I do wonder though at his proposition that all lawful recreations must "˜necessary and suitable´ to prepare us to better perform our duties. The bible is clear that a christian´s duty in this world is work and worship ( to put it that way) and we can thus infer from that that recreation ought to take up only a small portion of our time and energies. That much is true, but the bible does not make the logical leap of saying then that recreation must be "˜for the purpose of making us better at worship and work´ or "˜to revive your body and mind for further labor´. It does not seem to me that the bible makes that logical leap.

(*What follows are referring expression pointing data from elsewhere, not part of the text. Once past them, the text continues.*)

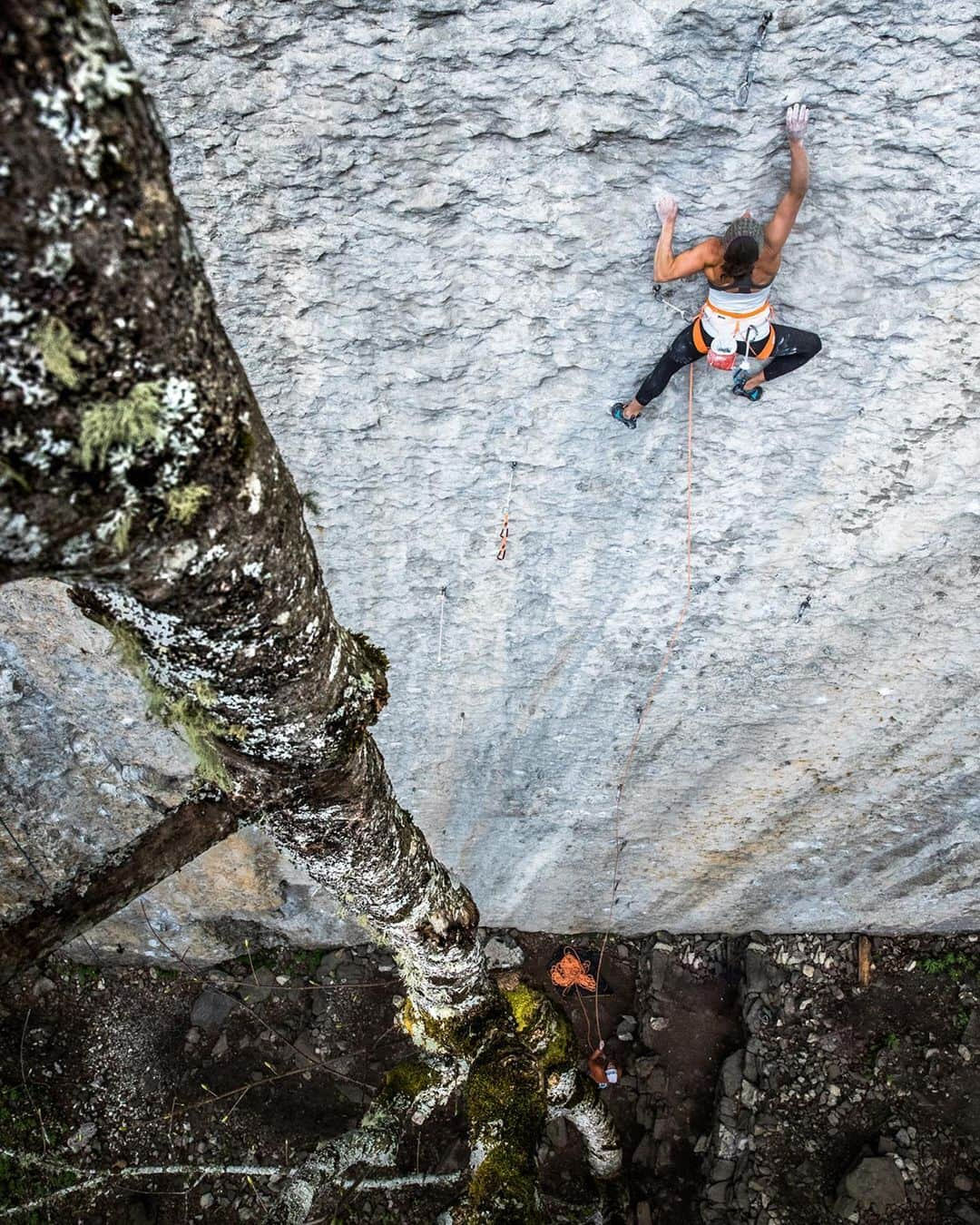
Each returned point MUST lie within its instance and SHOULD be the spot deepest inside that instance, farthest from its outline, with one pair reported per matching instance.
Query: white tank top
(739, 304)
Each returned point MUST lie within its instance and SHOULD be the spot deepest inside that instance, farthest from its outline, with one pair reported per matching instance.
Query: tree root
(409, 1091)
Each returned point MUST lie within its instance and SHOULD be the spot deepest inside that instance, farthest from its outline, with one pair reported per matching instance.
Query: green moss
(245, 447)
(122, 534)
(503, 1185)
(20, 1130)
(524, 1004)
(307, 961)
(21, 1183)
(59, 352)
(184, 503)
(544, 1028)
(408, 1080)
(132, 422)
(951, 965)
(7, 473)
(508, 1093)
(188, 713)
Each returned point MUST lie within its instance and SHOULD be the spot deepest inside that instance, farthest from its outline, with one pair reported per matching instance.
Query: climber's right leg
(681, 353)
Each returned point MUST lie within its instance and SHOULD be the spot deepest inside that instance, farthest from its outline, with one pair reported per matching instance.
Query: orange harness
(703, 345)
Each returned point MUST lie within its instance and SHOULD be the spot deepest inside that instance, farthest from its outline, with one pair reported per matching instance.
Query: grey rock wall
(430, 228)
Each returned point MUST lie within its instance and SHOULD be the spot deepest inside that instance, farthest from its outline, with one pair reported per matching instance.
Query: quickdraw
(505, 532)
(741, 92)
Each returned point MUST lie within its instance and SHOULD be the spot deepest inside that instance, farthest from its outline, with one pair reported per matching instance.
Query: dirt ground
(757, 1077)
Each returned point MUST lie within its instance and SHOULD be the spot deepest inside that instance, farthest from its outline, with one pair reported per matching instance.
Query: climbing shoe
(629, 422)
(738, 386)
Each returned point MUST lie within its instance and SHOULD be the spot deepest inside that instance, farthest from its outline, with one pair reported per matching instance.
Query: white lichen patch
(252, 490)
(64, 211)
(207, 559)
(95, 77)
(10, 312)
(55, 261)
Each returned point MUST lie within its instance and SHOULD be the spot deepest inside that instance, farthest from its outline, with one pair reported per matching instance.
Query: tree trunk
(135, 465)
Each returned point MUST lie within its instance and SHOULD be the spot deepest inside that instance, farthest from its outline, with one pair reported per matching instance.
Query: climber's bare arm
(784, 217)
(668, 266)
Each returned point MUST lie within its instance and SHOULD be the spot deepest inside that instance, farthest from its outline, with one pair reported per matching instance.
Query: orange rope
(571, 972)
(652, 692)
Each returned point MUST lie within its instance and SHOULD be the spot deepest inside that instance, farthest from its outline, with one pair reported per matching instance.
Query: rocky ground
(762, 1083)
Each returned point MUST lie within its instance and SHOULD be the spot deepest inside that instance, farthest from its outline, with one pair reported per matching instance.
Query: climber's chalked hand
(667, 209)
(798, 116)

If a man finds pleasure in a certain thing I don´t see how the bible would prevent him from engaging in it simply for enjoyment´s sake, as long as he does not compromise his priorites.

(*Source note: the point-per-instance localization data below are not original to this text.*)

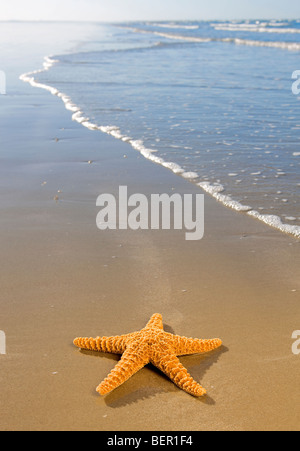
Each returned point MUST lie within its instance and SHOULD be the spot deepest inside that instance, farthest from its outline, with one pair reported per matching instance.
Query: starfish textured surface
(150, 345)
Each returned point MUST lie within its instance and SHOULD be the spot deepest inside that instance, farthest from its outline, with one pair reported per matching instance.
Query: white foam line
(275, 221)
(257, 29)
(215, 190)
(292, 46)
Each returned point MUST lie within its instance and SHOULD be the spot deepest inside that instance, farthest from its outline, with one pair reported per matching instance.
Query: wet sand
(61, 278)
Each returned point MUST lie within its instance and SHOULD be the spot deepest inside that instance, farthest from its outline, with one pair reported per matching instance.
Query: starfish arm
(188, 346)
(113, 345)
(171, 366)
(155, 321)
(133, 360)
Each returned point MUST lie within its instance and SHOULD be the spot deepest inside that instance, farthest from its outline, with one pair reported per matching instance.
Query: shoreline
(214, 190)
(63, 278)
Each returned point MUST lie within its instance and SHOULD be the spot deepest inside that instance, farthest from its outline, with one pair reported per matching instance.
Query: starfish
(149, 345)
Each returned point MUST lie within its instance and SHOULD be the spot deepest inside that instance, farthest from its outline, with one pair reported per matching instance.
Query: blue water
(211, 101)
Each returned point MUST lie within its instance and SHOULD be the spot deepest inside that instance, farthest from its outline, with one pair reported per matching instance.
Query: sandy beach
(62, 278)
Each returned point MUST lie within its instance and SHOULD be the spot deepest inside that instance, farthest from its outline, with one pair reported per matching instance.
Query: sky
(126, 10)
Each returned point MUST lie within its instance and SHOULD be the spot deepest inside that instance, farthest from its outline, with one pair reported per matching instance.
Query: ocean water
(211, 101)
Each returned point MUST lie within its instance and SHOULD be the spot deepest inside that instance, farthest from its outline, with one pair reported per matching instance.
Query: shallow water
(211, 101)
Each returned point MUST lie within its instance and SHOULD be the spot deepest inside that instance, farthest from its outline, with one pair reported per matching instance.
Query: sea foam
(215, 190)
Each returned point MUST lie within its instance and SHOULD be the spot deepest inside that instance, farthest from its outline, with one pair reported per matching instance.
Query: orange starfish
(150, 345)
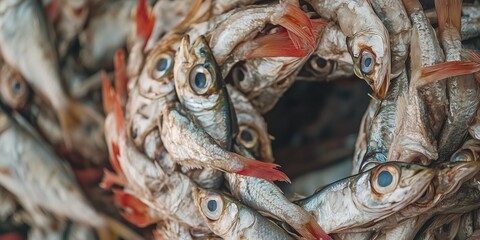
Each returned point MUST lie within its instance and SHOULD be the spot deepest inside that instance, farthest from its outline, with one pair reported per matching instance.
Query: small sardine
(201, 150)
(416, 133)
(371, 195)
(368, 40)
(252, 133)
(462, 90)
(384, 123)
(231, 219)
(395, 18)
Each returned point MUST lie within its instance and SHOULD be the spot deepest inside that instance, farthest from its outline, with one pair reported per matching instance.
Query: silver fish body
(252, 133)
(362, 197)
(384, 123)
(416, 133)
(395, 18)
(231, 219)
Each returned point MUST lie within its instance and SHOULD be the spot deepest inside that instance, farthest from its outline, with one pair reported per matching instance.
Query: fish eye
(15, 94)
(200, 79)
(238, 74)
(320, 65)
(367, 63)
(247, 137)
(163, 65)
(368, 166)
(463, 156)
(212, 206)
(385, 179)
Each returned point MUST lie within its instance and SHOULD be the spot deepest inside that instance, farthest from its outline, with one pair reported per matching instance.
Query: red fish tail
(260, 169)
(121, 79)
(108, 94)
(277, 44)
(144, 20)
(298, 23)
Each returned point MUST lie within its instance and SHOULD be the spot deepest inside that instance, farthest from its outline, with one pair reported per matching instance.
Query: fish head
(220, 212)
(391, 186)
(196, 71)
(156, 78)
(371, 59)
(14, 90)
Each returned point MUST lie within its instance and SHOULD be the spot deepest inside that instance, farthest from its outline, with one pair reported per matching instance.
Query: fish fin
(121, 79)
(455, 14)
(120, 230)
(312, 229)
(318, 25)
(275, 45)
(144, 20)
(108, 94)
(412, 6)
(255, 168)
(473, 56)
(74, 115)
(297, 22)
(191, 16)
(448, 69)
(449, 13)
(119, 120)
(52, 9)
(110, 179)
(135, 211)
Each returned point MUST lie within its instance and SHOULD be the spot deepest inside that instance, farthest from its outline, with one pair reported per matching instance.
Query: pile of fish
(136, 119)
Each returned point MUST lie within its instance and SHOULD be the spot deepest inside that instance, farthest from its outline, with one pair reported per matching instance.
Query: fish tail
(108, 94)
(277, 44)
(144, 20)
(121, 79)
(260, 169)
(298, 24)
(315, 231)
(449, 13)
(135, 212)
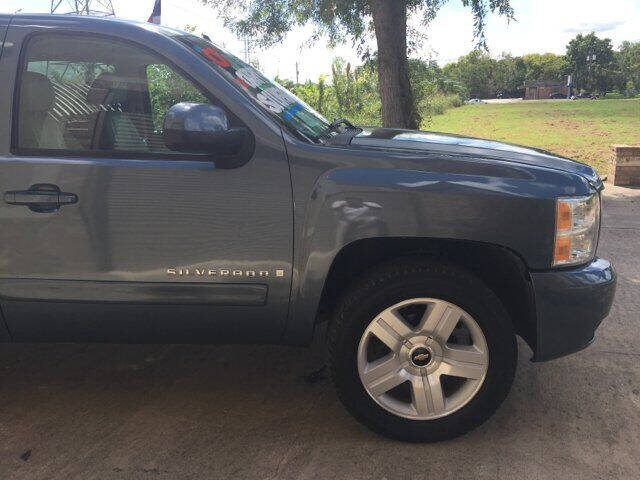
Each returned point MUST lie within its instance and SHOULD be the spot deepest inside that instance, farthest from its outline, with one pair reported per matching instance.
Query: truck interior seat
(37, 127)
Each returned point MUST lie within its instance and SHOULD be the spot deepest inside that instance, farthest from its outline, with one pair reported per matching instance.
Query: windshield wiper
(344, 135)
(335, 126)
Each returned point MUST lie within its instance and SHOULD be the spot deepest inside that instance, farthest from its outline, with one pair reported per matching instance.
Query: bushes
(353, 92)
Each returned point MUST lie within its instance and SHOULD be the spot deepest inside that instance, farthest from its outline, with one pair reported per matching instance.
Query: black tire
(402, 280)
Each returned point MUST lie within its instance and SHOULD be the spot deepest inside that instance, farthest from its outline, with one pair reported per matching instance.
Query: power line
(98, 8)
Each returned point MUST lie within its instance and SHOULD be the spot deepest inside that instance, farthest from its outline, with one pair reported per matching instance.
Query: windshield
(266, 93)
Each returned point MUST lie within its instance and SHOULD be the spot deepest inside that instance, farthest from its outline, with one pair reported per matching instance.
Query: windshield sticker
(267, 93)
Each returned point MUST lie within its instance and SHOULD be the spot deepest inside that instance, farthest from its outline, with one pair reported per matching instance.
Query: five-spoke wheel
(434, 347)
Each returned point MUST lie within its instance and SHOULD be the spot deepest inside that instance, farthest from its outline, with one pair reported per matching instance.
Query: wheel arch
(501, 269)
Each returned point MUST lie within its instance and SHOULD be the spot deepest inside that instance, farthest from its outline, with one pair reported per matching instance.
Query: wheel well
(504, 272)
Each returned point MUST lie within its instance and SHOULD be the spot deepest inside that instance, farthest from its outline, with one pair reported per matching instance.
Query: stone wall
(625, 166)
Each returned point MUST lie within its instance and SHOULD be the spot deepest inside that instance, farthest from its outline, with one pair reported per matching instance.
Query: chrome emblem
(223, 272)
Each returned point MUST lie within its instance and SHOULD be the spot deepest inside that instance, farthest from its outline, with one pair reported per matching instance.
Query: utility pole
(97, 8)
(248, 50)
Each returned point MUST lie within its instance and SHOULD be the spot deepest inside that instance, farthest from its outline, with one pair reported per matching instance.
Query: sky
(540, 26)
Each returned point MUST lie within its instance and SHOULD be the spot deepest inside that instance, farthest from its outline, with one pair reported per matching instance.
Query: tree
(628, 64)
(509, 75)
(385, 20)
(474, 70)
(591, 60)
(545, 66)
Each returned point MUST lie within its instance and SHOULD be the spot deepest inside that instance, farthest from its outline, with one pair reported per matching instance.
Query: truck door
(4, 23)
(106, 234)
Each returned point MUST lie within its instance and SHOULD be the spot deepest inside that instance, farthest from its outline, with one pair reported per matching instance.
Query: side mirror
(201, 128)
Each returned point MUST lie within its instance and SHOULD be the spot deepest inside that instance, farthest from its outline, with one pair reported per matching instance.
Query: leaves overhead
(268, 21)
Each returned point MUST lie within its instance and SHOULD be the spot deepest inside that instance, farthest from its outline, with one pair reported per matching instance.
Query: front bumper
(570, 305)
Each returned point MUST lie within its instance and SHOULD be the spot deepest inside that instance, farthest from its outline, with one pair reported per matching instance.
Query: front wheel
(421, 351)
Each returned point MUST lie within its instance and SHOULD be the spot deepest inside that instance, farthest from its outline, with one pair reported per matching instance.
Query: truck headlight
(577, 228)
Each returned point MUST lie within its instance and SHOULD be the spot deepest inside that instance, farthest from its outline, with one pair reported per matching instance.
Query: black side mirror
(201, 128)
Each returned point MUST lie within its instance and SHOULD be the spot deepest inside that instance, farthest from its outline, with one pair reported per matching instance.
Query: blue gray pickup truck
(155, 188)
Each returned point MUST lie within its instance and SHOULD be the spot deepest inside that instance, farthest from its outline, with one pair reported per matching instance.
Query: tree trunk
(396, 95)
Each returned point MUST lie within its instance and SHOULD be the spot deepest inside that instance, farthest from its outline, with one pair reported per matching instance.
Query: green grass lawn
(583, 129)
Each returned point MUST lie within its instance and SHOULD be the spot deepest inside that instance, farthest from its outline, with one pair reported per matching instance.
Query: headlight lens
(577, 226)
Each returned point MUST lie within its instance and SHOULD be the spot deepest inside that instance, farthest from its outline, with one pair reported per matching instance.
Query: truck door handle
(41, 198)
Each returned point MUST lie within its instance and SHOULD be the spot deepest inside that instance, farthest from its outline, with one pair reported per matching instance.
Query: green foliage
(352, 92)
(628, 66)
(583, 130)
(268, 21)
(168, 88)
(545, 66)
(591, 74)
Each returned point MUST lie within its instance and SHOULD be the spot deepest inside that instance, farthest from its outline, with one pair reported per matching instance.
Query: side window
(167, 88)
(83, 94)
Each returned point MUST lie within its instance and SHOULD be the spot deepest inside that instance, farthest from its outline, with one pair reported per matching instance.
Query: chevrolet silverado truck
(155, 188)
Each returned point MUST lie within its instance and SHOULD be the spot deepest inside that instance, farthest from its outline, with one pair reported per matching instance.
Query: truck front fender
(350, 204)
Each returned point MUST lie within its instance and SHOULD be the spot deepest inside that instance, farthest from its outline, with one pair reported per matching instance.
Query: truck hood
(413, 140)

The bible does not really address the matter of recreation at all, or its purpose etc. It does focus heavily on man´s duties and work, while barely mentioning recreation at all, which show us that man is to be primarily occupied with his duties and not on playing, but I do not think we can go beyond that.


----------



## ReadBavinck (Aug 29, 2006)

> _Posted by satz_
> If a man finds pleasure in a certain thing I don´t see how the bible would prevent him from engaging in it simply for enjoyment´s sake, as long as he does not compromise his priorites.



Richard Baxter talks a lot about priorities when he addresses this issue to ministers in The Reformed Pastor. I just read it and am thinking through this issue a lot right now, since I am seeking to be a pastor. I admit it is a difficult one for me.

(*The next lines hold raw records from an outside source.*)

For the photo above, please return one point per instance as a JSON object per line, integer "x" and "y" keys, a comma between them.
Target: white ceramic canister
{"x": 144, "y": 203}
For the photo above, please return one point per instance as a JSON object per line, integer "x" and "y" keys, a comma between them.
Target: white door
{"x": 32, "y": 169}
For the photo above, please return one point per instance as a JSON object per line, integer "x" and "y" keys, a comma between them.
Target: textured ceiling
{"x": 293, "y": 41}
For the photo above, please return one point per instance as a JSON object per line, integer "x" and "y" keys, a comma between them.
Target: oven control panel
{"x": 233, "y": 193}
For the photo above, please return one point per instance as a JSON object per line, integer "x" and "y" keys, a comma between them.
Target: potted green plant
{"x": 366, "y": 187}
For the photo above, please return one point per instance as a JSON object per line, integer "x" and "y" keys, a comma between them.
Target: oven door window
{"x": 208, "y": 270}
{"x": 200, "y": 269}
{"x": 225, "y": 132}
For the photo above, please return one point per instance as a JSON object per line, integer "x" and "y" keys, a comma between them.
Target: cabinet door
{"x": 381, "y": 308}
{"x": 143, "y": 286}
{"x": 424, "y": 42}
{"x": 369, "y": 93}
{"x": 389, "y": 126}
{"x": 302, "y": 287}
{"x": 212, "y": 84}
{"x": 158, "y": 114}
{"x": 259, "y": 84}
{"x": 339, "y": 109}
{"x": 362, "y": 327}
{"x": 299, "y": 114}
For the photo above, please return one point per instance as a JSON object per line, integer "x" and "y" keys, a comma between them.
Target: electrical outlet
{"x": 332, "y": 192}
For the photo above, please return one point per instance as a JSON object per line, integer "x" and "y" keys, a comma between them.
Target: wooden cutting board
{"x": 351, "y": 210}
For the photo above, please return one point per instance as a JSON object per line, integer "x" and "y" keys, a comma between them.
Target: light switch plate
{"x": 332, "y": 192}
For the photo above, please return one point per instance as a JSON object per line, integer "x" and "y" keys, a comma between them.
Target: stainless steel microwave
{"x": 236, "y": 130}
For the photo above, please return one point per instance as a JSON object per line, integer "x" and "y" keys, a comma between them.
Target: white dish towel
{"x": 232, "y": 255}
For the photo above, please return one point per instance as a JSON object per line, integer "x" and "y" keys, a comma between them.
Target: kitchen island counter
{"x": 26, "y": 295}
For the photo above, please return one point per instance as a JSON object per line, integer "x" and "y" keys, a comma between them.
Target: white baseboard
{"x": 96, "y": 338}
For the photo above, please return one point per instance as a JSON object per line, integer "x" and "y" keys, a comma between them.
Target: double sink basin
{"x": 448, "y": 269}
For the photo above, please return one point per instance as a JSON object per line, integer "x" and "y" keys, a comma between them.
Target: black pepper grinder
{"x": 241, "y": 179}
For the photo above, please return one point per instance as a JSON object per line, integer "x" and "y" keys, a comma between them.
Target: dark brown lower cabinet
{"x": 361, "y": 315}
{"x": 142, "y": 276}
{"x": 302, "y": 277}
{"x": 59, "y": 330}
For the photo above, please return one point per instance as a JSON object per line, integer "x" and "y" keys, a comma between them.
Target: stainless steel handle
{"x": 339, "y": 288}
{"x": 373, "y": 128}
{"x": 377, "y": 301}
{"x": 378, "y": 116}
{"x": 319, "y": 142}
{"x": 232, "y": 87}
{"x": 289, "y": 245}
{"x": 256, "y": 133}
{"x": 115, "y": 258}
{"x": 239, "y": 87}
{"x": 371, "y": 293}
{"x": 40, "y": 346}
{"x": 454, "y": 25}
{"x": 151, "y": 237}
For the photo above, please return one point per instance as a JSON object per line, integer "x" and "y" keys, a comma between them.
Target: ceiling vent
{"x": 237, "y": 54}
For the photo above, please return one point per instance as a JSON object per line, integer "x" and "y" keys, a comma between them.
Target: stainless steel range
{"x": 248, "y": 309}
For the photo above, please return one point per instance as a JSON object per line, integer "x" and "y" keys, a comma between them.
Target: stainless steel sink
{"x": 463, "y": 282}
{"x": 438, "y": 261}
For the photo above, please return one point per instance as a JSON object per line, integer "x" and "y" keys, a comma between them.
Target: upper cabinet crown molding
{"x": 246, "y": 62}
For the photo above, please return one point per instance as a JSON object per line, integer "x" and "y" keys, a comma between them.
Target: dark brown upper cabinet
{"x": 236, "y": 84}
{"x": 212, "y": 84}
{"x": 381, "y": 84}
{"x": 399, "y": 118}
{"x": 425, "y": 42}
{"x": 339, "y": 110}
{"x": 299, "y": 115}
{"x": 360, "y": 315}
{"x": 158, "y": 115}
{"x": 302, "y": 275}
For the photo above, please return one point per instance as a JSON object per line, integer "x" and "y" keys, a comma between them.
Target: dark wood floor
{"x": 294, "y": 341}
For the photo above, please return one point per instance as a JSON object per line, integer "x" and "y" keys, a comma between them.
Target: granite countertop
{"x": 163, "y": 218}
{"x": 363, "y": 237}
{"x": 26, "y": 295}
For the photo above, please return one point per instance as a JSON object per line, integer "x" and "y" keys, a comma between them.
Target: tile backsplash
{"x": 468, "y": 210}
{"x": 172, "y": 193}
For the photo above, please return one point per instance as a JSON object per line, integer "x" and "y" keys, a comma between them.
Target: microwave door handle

He answers these objections:


> OBJECTION 4:
> 
> But this course will destroy the health of our bodies, by continual spending
> our spirits, and *allowing us no time for necessary recreations*; and it will
> ...





> OBJECTION 5:
> 
> I do not think that it is required of ministers that they make drudges of
> themselves. If they preach diligently, and visit the sick, and perform other
> ...



His responses are very detailed (long) so I won't post them, but if you're interested you can find them here.


----------



## satz (Aug 30, 2006)

Thanks Christopher.

Anyone else have any comments?


----------



## NaphtaliPress (Aug 30, 2006)

Here's a comment or two from William Twisse regarding recreations. From _The Morality of the Fourth Commandment, as Still in Force to Brad Christians _ (London: 1641) 242-244; 184. By William Twisse D. D. From _An Anthology of Presbyterian & Reformed Literature_ 3.3 (1988) 79.


> [pp. 242-244] As for recreations, which are here said to serve lawfully to the refreshing of our spirits; this appellation is very ambiguous, neither do I know any difference between the recreating of our spirits, and the refreshing of our spirits. Yet here the refreshing of our spirits is made the end of recreation. Again it were good to distinguish between recreation of the body, and recreation of the mind. I think the refreshing of spirits pertains to the recreation of the body. Men's spirits are natural and material things, and they are apt to be wasted (1) naturally; for as life consists in _calido,_ in hot matter, so heat is apt to spend and waste the matter wherein it is; and spirits thus wasted are recreated, that is, repaired by eating and drinking. And thus provisions of victuals are commonly called recreates.
> 
> (2.) They are wasted also by labor voluntarily undertaken, and these are repaired, as by the former way, so by rest also. And each way we are allowed to recreate our spirits on the Lord's Day; and as to allow such rest to our servants as a work of mercy, so to our own bodies also. But now a-days many courses are called recreations, wherein there is found little rest; and the natural spirits of man are rather wasted, and his nature tired; far more than the one is repaired, or the other eased. And when all comes to all, I doubt the issue will be, to style the pleasures of our senses by the cleanly name of recreations.
> 
> ...


----------



## Puritanhead (Aug 30, 2006)

Sound thoughts.


----------